Wynters remembers, “Our fan base was mostly university kids and they were the ones that were really into file sharing. And I remember doing that tour, it was the first time you could burn CDs, and there were guys coming up to me: ‘Yeah, I loved your record so much I burned 10 copies of it and gave it to my friends.’ We were really good at selling records, but that was the point where it all drained out. A lot of people thought, oh, it’s just the big boys getting hurt. But it decimated the whole valium online from australia indie middle ground in Canada.”

Despite selling more than 120,000 records, all told, Wynters says, and grossing more than $1 million, the net result was heavy personal debt for the band members. All that booty went straight down to Davy Jones’ Locker. Morale was at a low-time low. Some, like co-founder Brock Skywalker, abandoned ship. Captain Tractor was only saved from being scuttled because of their own fortitude. As more independent recording artists amped up their touring schedule because they couldn’t make a living selling records anymore, and because you can’t download a live concert, Captain Tractor began to “play its way out of debt.” After a while, when the band was shipshape again, they realized, “Oh, we like each other again,” Wynters says. “It was a pretty rocky time. But now it’s just fun.”

Fun in the blood

GigCity Edmonton Captain TractorCaptain Tractor’s entire fun career calls in the whole question of authenticity. Can a gringo play Latin music? Should white guys be allowed to rap? Is it credible for a group of landlubbers from Edmonton to record songs like “The Drunken Sailor “and “The Last Saskatchewan Pirate” and keep a straight face? Let alone play on St. Patrick’s Day for a “Shamrock Shaker” even though they’re not Irish, either. Well, why not?

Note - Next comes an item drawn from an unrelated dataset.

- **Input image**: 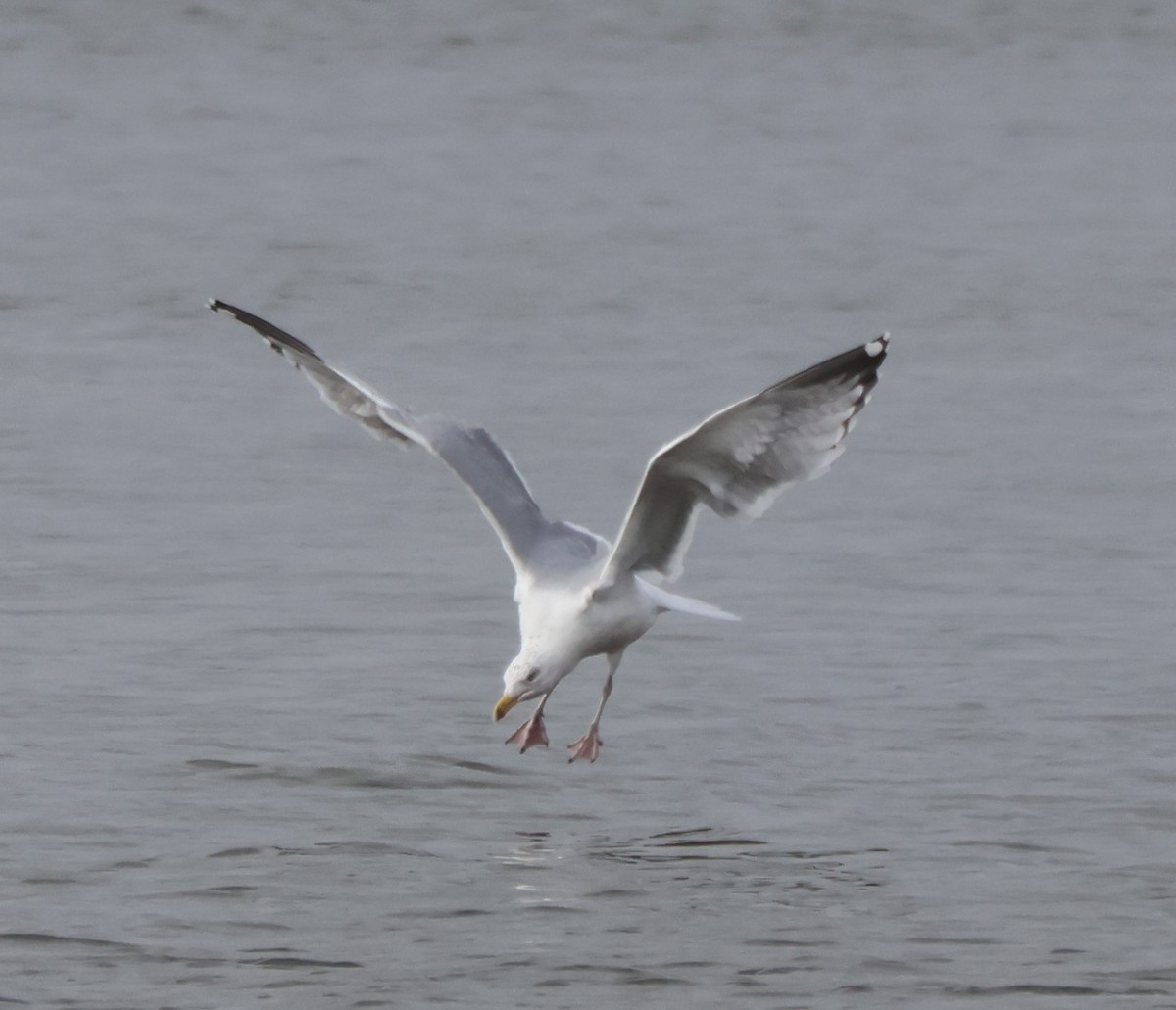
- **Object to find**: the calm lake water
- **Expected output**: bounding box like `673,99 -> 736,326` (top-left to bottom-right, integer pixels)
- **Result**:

Like Great Big Sea (again), Captain Tractor is not above delivering a cornball anthem in the manner of a hot country hitmaker. Tractor fans have come to expect this sort of thing. They want to dance. The band has pumped out a number of rousing reels and jaunty jigs over the years. Even on the latest album, “Famous Last Words,” there lurks a corny ditty called “Going to a Hockey Game.” In contrast (like Great Big Sea), they pull a straight face and get serious in murder songs like “Johnny’s Ghost.” Wynters sings in a proud bray, “There were guns and drums and drums and guns, ha-roo, ha-roo,” and so on; long story short, Johnny shoots his woman down before the song breaks into a merry jig in a minor key, which in the Celtic genre always heralds an untimely death. Johnny’s Ghost likes to dance, too.

Wynters and his mates do not pretend to be anything they’re not. The sound may be Maritime to the core, but the content is local. They don’t write songs referencing Peggy’s Cove, they talk about “Jasper Avenue” and “East of Edson.” Wynters may have been born in London, England, but he’s a prairie Canadian through and through. Since the near-fatal run-in with pirates, he’s found a sweet job as executive director of the Alberta Music Industry Association (AMIA) – where he works to keep fighting the pirates – and on top of it is a musical theatre guy whose influence is clear in Captain Tractor’s music. The seeming triviality of some material may be off-putting for some serious folk music fans, but the trait has never been hidden or compromised. Nor has the band’s sense of irony.

“Absolutely we’re doing it ironically,” Wynters says, “but a lot of the tunes we wrote are like the tunes we grew up with. We’re all Celts and Anglo Saxons, and a lot of that stuff is tribal music to me. It’s still in my blood.”